The heat of vaporization is the temperature at which an element is transformed from fluid into gas at a certain pressure. This process is calculated at boiling point of an element. The units of measurements are in J/mol or Kj/mol (molar enthalpy of vaporization). However, units like kj/kg or J/g are used as well as older divisions like cal/g and kcal/mol are also functional.
A simple physical model of heat of vaporization of liquid to gas has been projected lately. It is proposed that the heat needed to release a particle from the fluid is correspondent with the energy required to surmount the exterior resistance of the fluid. In addition to this, the model gives way for calculation of latent temperature through multiplication of the surface tension, and quantity of particles in the fluid by the surface area covering a particle.
The premeditated latent heat of vaporization standards for the 45 examined constituents concurs perfectly with the tests carried. The heat of vaporization can be observed as the energy needed to beat the intermolecular contact of the fluid. According to the International Union of Pure and Applied Chemistry (IUPAC), Helium has a low heat of vaporization as the forces between its particles are weak while the heat of vaporization of water is high due to the strong hydrogen bonds within it, therefore, more energy required to vaporize it.

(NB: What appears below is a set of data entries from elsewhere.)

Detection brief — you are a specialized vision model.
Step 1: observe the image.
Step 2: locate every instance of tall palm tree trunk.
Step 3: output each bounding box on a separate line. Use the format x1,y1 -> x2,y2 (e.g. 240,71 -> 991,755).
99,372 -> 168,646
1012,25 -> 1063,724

When the strength of intermolecular contact is measured, caution should be taken regarding their heat of vaporization measurements because these intermolecular forces might persist to a certain level in the gas stage, hence, giving a low measurement when calculations are done. It is possible to measure this heat at boiling point, where the temperature at which the pressure of the vapor of the liquid equals the pressure surrounding the fluid.
According to the International Union of Pure and Applied Chemistry (IUPAC), standard boiling point is the temperature at which boiling takes place below a pressure of one bar. Saturation temperature means the boiling point of a substance. This is the temperature of an equivalent saturation temperature at which the fluid turns to mist. Saturation takes place through thermal energy.